Javascript Calendars for Lazy Webmasters - nreece
http://www.javascript-examples.com/javascript-calendars/
======
jawngee
_ring_

 _ring_

"Hello? Yes, I understand. Yes, I will tell him."

 _click_

That was 1996 calling. Apparently they've been looking for that word
"webmaster" and would like it back.

I'm just the messenger...

------
sc
<http://stephencelis.com/projects/timeframe>

------
bprater
Lazy?! How about 'efficient'?

------
snprbob86
I went looking for a decent cross-browser calendar control a few months ago.
Unfortunately, I couldn't find any that remotely fit my needs.

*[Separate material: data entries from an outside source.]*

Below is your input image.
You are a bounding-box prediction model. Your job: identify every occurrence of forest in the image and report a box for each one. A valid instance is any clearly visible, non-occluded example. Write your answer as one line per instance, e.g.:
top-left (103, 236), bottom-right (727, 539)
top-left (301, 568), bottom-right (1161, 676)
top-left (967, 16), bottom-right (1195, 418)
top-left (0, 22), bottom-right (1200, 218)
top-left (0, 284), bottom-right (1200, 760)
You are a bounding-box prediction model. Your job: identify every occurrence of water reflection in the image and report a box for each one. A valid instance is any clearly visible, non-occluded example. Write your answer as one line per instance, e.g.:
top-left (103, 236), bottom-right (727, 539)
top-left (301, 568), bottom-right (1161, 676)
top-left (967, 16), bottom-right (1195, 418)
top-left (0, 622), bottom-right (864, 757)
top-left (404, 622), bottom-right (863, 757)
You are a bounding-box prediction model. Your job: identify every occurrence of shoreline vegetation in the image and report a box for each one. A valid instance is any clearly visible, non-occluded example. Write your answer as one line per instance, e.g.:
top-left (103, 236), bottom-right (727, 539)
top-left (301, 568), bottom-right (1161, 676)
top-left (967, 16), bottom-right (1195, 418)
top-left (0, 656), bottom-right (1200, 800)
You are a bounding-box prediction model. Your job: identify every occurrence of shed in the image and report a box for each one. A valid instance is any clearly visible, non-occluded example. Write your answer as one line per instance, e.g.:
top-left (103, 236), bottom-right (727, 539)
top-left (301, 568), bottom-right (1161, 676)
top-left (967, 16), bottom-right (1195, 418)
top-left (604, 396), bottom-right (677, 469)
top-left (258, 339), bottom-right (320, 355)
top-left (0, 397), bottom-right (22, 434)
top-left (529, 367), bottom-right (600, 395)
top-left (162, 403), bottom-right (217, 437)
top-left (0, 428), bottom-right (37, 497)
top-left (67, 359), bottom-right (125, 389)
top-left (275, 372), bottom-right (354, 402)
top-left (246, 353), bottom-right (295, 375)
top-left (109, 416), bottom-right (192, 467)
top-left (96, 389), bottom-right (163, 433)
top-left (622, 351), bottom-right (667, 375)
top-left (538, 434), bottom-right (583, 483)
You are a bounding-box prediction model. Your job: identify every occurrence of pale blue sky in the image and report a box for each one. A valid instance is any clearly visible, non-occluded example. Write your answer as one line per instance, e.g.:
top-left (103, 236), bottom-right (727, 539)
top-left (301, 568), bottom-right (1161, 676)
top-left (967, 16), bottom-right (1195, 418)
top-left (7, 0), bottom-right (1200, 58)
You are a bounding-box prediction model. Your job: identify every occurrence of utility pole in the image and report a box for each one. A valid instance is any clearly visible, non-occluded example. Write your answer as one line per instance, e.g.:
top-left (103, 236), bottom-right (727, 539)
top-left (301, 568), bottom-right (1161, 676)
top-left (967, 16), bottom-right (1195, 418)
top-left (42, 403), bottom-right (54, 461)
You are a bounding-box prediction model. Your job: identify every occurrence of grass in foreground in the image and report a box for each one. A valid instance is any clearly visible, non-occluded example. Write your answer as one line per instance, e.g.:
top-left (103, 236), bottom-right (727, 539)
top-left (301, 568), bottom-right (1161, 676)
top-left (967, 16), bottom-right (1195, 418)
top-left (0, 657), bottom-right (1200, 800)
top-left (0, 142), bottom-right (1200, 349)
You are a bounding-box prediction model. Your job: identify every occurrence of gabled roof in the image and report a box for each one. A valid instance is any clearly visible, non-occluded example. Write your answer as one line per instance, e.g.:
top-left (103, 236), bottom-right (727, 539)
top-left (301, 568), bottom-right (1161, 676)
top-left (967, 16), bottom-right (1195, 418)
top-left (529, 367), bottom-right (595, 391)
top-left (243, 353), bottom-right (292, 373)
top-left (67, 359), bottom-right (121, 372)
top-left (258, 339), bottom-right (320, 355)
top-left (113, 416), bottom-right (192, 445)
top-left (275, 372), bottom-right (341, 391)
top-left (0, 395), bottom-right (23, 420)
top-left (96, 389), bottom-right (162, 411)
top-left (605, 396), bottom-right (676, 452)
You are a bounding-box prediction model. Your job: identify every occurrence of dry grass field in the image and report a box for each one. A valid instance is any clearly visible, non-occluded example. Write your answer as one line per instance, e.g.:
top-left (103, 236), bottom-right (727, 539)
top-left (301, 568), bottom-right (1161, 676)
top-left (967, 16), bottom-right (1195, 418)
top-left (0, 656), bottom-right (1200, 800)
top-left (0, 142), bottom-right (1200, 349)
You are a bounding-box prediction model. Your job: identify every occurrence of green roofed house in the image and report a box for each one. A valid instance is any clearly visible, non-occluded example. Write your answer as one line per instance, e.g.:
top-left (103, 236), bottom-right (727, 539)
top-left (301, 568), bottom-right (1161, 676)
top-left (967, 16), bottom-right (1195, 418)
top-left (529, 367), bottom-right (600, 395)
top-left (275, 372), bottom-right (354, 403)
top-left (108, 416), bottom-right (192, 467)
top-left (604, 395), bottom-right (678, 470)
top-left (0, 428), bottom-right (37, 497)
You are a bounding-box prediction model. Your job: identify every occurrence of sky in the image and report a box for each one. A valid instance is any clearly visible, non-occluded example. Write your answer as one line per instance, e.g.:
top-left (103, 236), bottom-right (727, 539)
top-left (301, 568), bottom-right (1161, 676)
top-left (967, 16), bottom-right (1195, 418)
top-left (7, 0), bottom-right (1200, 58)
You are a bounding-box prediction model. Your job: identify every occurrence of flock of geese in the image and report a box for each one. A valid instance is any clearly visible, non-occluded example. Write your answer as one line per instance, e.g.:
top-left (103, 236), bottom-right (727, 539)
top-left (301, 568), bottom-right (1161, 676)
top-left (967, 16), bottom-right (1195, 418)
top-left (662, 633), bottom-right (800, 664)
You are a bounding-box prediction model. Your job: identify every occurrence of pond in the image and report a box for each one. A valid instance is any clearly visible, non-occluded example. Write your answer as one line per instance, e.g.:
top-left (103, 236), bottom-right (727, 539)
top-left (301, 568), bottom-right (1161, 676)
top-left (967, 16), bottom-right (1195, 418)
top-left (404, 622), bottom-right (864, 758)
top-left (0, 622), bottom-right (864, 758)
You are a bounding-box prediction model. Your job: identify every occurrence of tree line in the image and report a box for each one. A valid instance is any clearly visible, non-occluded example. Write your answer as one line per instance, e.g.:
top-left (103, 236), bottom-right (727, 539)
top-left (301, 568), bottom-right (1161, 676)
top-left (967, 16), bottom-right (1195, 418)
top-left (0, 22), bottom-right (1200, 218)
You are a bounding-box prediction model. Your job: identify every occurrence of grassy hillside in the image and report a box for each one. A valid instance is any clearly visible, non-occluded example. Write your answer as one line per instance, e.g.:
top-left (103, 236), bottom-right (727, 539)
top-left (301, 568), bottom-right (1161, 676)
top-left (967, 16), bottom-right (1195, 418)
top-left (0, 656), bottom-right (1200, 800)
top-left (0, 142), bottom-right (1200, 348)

First, most of these are "date pickers" aka "date drop downs" instead of full
blown calendars. Second, I need a lot of customization. For example, I want to
be able to display a weekly calendar without dates. Or a monthly-style
calendar which shows the current and next 3 weeks instead of named months. It
needs to be skinnable to match my site as well as provide hooks for high level
events like day-clicked. Ideally, I'd like both a server-side Python API for
generating calendar HTML and a client Javascript API for manipulating an
existing calendar. I know that's a tall order, but I couldn't find anything
even close to that.

Rolling my own was difficult and time consuming. Luckily, I only needed
prototype quality for now.

------
mjnaus
It looks like they copied the content from a post on Smashing Magazine from
last year: [http://www.smashingmagazine.com/2007/10/23/online-
calendars-...](http://www.smashingmagazine.com/2007/10/23/online-calendars-
and-date-pickers/)

------
halo
These will all be made largely redundant in the coming years as HTML5 contains
an input type for dates which will allow the browser to deal with the problem.